- Born: c. 1784
- Died: 13 August 1832 (aged 48) Hall Place, St John's Wood
- Burial place: St Marylebone Parish Church
- Military career
- Allegiance: United Kingdom
- Branch: British Army Portuguese Army
- Service years: 1798–1832
- Rank: Major-General
- Conflicts: French Revolutionary Wars West Indies campaign; ; Napoleonic Wars West Indies campaign; Peninsular War Battle of Bussaco; Battle of Fuentes d'Onoro; Battle of Arroyo dos Molinos; Battle of Almaraz; Battle of Vitoria; Battle of the Pyrenees (WIA); Battle of Nivelle; Battle of the Nive; Battle of St Pierre (WIA); ; ;
- Awards: Army Gold Medal Military Order of the Tower and Sword (Portugal)

= Charles Ashworth =

Major-General Sir Charles Ashworth (c. 1784 – 13 August 1832) was an Anglo-Irish British Army officer who was prominent in the Peninsular War.

==Life==
He was appointed ensign in the 68th foot in 1798 and lieutenant in 1799. He captain 55th foot in 1801, major 6th West India Regiment in 1808, and major 62nd foot in 1808. He was a lieutenant-colonel with the Portuguese army in 1810, and served as brigadier-general at the battles of Vittoria, Pyrenees, Nivelle, Nive, and St. Pierre, where he was badly wounded.

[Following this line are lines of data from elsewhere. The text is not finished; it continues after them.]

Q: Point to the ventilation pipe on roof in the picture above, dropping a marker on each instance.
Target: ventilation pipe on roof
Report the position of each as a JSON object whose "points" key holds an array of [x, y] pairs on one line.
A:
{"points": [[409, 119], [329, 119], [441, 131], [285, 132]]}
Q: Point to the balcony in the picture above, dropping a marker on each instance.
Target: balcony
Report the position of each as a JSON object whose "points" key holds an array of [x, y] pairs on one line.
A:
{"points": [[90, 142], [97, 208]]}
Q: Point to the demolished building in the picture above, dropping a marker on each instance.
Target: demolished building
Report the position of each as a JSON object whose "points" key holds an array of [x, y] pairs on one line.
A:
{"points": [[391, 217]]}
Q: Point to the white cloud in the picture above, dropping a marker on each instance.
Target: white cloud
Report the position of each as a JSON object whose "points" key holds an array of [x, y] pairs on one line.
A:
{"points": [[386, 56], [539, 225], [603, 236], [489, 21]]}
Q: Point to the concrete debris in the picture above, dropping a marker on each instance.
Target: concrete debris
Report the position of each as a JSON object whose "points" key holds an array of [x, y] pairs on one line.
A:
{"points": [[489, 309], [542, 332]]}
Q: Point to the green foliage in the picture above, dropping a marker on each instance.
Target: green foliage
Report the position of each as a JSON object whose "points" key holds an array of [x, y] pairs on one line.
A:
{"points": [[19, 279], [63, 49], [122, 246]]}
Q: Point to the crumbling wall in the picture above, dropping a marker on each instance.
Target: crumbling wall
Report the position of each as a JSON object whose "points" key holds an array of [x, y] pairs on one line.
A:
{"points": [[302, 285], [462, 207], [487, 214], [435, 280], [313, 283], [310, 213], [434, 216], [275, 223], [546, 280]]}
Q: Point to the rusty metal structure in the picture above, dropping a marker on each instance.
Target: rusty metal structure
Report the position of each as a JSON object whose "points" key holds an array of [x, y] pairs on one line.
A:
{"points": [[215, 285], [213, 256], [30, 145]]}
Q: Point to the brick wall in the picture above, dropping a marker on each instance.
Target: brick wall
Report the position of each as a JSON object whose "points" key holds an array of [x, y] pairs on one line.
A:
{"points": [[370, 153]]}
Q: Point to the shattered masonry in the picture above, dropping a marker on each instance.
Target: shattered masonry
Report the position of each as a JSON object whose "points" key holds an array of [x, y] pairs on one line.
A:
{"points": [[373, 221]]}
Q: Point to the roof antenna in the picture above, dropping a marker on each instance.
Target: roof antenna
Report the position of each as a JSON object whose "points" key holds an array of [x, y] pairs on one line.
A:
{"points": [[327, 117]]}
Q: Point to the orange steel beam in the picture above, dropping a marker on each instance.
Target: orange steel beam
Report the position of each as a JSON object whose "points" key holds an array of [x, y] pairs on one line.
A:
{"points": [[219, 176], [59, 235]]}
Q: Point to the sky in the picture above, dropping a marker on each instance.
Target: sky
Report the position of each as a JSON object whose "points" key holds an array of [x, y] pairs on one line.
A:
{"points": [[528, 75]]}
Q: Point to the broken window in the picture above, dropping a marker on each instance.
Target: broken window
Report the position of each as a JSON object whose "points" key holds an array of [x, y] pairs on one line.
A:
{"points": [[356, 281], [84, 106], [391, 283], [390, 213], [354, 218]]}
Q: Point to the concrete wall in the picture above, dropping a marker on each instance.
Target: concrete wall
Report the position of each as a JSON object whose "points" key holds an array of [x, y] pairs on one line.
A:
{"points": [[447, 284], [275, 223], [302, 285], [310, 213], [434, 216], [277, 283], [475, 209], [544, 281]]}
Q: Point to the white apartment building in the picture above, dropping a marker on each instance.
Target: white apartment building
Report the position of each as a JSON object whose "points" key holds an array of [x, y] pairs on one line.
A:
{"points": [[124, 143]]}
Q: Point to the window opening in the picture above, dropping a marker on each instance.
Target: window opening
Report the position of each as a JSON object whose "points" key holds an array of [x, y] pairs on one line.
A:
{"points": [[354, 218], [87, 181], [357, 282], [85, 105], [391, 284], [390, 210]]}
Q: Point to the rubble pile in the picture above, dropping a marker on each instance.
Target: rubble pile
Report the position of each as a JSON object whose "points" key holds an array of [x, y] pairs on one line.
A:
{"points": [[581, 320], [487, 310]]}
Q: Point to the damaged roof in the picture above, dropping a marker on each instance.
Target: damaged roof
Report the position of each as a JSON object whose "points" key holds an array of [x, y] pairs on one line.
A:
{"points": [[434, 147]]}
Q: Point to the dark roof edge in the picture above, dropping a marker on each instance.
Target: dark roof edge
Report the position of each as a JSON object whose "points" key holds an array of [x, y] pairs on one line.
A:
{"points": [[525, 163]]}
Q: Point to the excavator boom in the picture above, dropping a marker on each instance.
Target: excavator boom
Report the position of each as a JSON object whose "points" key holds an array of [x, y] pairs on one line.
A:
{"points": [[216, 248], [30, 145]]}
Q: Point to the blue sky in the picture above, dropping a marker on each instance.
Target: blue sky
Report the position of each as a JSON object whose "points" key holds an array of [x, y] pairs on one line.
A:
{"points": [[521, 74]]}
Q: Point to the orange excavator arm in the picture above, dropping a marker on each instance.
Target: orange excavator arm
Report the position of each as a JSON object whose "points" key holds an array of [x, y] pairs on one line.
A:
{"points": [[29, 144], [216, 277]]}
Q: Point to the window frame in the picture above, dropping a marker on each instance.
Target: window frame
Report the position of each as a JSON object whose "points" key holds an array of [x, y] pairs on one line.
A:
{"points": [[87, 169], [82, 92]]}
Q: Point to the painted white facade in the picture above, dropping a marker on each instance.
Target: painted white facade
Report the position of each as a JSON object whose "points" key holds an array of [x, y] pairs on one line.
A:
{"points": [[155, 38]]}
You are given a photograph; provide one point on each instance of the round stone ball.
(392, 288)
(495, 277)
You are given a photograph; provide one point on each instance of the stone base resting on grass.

He took part in the combat of Buenza and succeeding engagements, for which he was honoured with a cross, and allowed, 14 November 1814, to accept the order of the Tower and Sword from the Prince Regent of Portugal. He attained the rank of colonel in 1814, and major-general in 1825; was nominated a companion of the Bath in 1815; and a knight commander on the occasion of the coronation of William IV in September 1831.

He died at Hall Place, St. John's Wood, on 13 August 1832, aged 48.